White Hat Institute

Compile malware with “TheFatRat”

The most well-known technique to compromise framework security is to misuse it by making a payload, and if the payload is multifunctional like an exploit, backdoor, bypass AV, AutoRun, at that point, this sort of payload is a dream abuse for all the hackers around the world. One such exploit-creating tool is TheFatRat. It is a tool that makes exploits utilizing msfvenom of Metasploit to produce indirect access and to post-exploitation assault like browser attack.dll. 

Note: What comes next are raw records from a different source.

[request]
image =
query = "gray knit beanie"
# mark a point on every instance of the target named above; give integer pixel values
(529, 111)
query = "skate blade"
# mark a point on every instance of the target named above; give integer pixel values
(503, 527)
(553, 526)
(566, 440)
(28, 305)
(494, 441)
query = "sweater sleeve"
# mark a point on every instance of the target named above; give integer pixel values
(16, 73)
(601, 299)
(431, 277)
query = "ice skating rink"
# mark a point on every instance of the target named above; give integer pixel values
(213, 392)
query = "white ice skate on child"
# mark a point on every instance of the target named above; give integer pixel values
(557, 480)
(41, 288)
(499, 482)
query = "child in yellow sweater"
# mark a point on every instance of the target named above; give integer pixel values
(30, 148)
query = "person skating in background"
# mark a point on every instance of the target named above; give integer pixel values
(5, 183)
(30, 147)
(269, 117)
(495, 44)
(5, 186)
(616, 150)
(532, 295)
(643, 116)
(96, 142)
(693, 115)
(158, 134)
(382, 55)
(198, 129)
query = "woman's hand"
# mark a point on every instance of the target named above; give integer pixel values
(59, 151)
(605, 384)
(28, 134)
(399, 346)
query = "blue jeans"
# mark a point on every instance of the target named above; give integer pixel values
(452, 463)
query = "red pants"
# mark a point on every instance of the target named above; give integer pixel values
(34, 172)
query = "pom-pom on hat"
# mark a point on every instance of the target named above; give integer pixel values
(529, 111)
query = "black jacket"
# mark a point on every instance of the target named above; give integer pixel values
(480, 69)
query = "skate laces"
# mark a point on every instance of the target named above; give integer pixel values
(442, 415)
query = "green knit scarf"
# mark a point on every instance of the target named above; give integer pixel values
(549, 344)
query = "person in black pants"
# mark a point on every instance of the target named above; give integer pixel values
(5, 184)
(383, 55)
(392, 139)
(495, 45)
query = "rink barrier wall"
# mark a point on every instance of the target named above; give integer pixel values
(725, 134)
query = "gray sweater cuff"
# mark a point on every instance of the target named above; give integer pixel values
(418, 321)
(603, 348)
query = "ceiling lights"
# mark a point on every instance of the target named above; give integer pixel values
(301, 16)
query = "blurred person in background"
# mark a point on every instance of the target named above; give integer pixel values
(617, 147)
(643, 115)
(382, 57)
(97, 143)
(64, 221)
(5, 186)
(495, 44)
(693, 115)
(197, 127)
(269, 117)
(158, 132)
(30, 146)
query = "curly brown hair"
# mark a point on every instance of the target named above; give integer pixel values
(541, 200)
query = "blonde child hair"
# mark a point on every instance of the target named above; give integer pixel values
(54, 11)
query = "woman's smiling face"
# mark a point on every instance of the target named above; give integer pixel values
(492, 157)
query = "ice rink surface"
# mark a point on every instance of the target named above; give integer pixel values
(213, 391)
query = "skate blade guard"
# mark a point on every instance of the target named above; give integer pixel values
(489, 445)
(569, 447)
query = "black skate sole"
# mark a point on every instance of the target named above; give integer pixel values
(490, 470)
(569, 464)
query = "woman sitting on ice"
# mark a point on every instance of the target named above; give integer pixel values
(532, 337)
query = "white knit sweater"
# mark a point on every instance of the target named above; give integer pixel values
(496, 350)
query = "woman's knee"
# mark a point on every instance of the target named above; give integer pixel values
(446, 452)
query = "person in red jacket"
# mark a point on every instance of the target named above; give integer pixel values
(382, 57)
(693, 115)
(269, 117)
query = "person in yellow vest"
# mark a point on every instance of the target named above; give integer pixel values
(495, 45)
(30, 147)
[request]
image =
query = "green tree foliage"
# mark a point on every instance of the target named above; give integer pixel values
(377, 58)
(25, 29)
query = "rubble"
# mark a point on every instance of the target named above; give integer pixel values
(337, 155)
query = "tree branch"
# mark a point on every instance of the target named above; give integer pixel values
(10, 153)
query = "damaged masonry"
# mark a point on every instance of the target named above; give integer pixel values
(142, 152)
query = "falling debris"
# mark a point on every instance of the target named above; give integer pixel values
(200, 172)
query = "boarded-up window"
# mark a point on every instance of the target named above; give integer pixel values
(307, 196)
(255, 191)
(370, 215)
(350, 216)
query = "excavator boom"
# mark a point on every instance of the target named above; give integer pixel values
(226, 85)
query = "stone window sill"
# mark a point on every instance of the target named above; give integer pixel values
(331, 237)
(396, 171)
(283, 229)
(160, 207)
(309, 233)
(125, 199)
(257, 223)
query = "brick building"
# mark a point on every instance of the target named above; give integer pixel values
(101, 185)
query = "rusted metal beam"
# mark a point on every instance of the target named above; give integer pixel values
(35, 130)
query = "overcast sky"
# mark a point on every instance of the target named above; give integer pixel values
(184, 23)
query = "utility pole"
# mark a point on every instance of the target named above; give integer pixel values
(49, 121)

This tool assembles malware with mainstream payload, and afterward, the compiled malware can be executed on Windows, Android, Mac, or UNIX like Operating Systems. The malware that is made by this apparatus likewise can bypass most AV software security. TheFatRat produces a C language payload, as by changing the payload to C Language, anti-virus won’t flag it suspicious.

To use this tool first, we need to download it because Kali Linux does not come preinstalled with it. Go to the https://github.com/Screetsec/TheFatRat and copy the download link.

TheFatRat

Then use the “git clone” command to download the tool to any directory you want. We prefer to keep all optional tools in the “/opt/” directory to manage them efficiently and keep everything nice and clean.

Ex: ([email protected]:/opt# git clone https://github.com/Screetsec/TheFatRat.git).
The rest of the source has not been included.